Beginning on July 1, 2007, and ending on June 30, 2012, the grant will fund various programming to better integrate materials about working with older adults into social work curricula. The overarching goal of all Center programs is to enhance the well-being of older adults and their families through the care that social work practitioners provide.
“We are at a critical crossroads with older adults as the nation’s fastest growing population,” said Nancy Hooyman, co-Principal Investigator of the Gero-Ed Center and Hooyman Gerontology Professor at the University of Washington, Seattle. “Without this grant, new generations of social workers would not be as prepared to improve the quality of life for our grandparents, elder neighbors, and millions of older Americans.”
“CSWE is extremely grateful to the Hartford Foundation for promoting the social work gerontological movement to be taken to the next level,” said Julia Watkins, Executive Director of CSWE. “The social work education profession is in an ideal position to make a lasting impact on the care that older adults receive, and CSWE will work tirelessly to optimize this opportunity.”
With the Hartford grant, the CSWE Gero-Ed Center will approach infusing gerontological material into social work curricula from many angles. The Gero-Ed Center will strive to increase gerontological social work student recruitment and leadership development, educational policy and advocacy, and infuse gerontological competencies into curricula for all institutions offering accredited BSW and MSW programs.
Creating future leaders in the field of gerontological social work is a key objective of these goals. The CSWE Gero-Ed Center will give BSW students hands-on learning opportunities through one-on-one experiences with older adults. Admissions staff and faculty advisors at universities will also be supplied with ample social work career and curricular resources. Additionally, the CSWE Gero-Ed Center will provide social work graduates and current doctoral students with syllabi and other resources designed to help them succeed in their profession.

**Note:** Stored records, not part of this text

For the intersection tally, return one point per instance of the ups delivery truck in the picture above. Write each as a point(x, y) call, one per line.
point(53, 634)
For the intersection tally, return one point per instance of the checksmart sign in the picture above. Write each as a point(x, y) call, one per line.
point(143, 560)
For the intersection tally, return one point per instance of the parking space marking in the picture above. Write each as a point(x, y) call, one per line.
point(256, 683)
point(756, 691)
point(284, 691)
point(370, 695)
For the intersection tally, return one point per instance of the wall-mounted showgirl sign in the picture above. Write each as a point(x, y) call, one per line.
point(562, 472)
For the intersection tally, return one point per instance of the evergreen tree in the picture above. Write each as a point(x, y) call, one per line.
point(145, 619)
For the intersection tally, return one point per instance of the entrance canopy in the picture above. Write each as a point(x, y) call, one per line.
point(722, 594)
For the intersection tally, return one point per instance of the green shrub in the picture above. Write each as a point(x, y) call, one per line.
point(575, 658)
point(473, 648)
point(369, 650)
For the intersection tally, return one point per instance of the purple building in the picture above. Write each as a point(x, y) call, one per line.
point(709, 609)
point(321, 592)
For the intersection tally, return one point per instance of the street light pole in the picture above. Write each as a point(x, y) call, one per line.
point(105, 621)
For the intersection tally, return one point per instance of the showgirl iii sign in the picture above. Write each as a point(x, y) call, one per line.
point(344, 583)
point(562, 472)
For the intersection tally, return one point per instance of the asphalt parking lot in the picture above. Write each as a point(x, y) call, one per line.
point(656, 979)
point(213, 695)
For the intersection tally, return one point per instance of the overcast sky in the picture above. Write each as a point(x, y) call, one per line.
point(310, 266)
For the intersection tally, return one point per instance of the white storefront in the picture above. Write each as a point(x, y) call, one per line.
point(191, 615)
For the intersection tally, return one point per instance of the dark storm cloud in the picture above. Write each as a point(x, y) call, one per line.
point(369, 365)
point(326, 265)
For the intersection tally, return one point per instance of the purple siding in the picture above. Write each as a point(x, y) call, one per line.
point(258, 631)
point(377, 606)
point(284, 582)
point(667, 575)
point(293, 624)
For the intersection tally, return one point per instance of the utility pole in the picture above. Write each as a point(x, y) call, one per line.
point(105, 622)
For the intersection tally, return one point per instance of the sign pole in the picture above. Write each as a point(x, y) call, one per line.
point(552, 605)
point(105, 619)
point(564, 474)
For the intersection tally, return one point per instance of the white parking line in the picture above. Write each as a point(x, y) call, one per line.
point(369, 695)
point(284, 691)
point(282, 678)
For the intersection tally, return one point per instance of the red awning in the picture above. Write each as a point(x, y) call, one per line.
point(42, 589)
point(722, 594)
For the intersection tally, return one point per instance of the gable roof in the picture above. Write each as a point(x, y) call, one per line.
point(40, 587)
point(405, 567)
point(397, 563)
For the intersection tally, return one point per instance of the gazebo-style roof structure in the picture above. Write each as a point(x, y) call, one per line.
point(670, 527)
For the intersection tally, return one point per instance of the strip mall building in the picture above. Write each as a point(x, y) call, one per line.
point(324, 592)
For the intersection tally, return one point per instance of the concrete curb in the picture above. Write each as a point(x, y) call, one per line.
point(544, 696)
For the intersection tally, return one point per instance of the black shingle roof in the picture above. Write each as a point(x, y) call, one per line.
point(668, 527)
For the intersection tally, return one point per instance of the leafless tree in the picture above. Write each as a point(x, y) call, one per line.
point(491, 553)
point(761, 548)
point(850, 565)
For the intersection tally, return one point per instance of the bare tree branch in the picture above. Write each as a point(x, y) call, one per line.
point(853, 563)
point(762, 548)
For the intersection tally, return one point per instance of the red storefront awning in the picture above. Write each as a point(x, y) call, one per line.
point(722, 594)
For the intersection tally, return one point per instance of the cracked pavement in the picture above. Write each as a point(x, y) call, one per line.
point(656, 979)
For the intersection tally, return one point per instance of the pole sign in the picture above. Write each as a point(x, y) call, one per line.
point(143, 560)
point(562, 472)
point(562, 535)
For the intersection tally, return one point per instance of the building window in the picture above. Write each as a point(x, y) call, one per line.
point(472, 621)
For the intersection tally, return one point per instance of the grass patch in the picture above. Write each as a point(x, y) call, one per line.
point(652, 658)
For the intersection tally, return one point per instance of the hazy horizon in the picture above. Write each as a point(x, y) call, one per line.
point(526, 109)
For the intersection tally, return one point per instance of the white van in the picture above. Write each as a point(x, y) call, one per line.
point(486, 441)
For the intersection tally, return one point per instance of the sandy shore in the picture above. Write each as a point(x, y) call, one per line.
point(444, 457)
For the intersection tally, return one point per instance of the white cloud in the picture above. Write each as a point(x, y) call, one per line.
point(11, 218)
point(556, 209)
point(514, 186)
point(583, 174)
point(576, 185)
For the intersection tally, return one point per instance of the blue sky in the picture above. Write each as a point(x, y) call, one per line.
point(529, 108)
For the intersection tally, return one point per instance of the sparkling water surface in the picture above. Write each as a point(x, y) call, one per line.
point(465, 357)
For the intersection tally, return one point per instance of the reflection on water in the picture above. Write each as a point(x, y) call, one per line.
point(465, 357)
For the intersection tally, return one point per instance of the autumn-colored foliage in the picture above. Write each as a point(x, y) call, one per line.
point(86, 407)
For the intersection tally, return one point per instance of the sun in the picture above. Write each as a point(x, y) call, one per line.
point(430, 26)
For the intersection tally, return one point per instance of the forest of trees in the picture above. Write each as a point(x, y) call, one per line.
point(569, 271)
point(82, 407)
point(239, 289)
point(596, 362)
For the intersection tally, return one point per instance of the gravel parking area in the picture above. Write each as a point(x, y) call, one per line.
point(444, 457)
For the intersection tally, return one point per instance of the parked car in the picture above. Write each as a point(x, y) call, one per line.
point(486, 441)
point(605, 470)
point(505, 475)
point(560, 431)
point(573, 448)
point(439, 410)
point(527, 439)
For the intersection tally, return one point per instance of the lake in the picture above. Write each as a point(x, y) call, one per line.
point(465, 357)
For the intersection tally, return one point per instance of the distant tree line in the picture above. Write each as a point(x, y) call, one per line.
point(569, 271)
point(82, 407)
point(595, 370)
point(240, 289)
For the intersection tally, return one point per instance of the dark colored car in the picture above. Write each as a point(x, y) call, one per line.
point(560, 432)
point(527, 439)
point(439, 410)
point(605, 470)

Improving the academic culture through advocacy and curricular change is also central to the Gero-Ed Center’s 5-year plan. The CSWE Gero-Ed Center will continue to advocate the importance of having pervasive gerontology content within social work college text books. Multiple outreach programs will be conducted on a national level to reach faculty who are in the position to infuse gerontology into curricula. These faculty programs will strive to highlight culturally diverse gerontological material to be integrated into foundation and advanced social work courses. ELearning course offerings will be expanded and specialized gerontology content, models, and guidelines will be developed.

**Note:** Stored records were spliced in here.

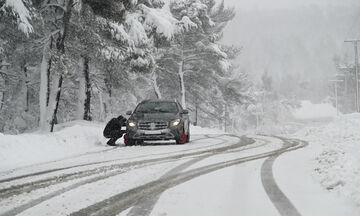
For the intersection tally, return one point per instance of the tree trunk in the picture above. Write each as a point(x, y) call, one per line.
point(60, 46)
point(48, 73)
point(27, 93)
point(87, 103)
point(44, 89)
point(182, 84)
point(57, 100)
point(155, 85)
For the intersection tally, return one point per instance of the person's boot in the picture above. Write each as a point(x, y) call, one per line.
point(111, 142)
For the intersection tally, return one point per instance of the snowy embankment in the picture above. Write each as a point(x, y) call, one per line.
point(30, 148)
point(333, 154)
point(337, 162)
point(69, 140)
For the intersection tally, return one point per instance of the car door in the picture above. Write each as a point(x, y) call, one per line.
point(185, 118)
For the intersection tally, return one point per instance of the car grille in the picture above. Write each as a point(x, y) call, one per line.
point(157, 125)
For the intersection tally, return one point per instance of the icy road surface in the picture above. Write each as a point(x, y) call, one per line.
point(212, 175)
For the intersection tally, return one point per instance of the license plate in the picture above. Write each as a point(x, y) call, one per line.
point(152, 132)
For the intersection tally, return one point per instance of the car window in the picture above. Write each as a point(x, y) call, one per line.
point(153, 107)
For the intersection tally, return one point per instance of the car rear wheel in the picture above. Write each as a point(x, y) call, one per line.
point(128, 142)
point(183, 137)
point(188, 137)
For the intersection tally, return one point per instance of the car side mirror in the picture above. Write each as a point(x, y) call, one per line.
point(185, 112)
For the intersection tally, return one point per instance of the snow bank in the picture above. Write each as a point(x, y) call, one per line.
point(337, 166)
point(309, 110)
point(72, 138)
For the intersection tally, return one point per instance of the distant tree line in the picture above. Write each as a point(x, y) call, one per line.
point(62, 60)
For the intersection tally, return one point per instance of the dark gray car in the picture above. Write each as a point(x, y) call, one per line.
point(157, 120)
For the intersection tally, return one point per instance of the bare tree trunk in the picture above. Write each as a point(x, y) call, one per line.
point(44, 89)
point(87, 103)
point(182, 83)
point(53, 121)
point(60, 46)
point(155, 85)
point(27, 93)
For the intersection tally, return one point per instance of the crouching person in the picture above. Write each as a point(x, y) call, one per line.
point(113, 129)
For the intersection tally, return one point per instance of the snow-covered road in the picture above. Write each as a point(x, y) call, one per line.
point(219, 174)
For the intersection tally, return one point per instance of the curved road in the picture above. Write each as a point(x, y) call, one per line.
point(157, 168)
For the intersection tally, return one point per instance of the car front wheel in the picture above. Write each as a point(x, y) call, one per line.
point(183, 137)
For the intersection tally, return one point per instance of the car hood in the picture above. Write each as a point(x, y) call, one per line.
point(154, 116)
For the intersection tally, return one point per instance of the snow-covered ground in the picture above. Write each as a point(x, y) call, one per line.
point(321, 179)
point(336, 162)
point(70, 139)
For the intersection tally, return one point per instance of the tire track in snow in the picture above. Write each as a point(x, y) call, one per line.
point(150, 162)
point(277, 197)
point(95, 163)
point(33, 185)
point(120, 202)
point(145, 205)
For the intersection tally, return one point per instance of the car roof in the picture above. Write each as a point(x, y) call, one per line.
point(157, 100)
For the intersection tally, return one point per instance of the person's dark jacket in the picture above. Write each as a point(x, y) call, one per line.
point(113, 127)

Founded in 1929, the John A. Hartford Foundation is a committed champion of training, research, and service system innovations that promote the health and independence of America’s older adults. Through its grant making, the Foundation seeks to strengthen the nation’s capacity to provide effective, affordable care to this rapidly increasing older population by educating “aging-prepared” health professionals (physicians, nurses, social workers), and developing innovations that improve and better integrate health and supportive services. Mr. John A. Hartford and his brother, George L. Hartford, both former chief executives of the Great Atlantic & Pacific Tea Company, left the bulk of their estates to the Foundation upon their deaths in the 1950s. Additional information about the Foundation and its programs is available at www.jhartfound.org.
The Council on Social Work Education (CSWE) is a nonprofit national association representing more than 3,000 individual members, as well as graduate and undergraduate programs of professional social work education. Founded in 1952, this partnership of educational and professional institutions, social welfare agencies, and private citizens is recognized by the Council for Higher Education Accreditation as the sole accrediting agency for social work education.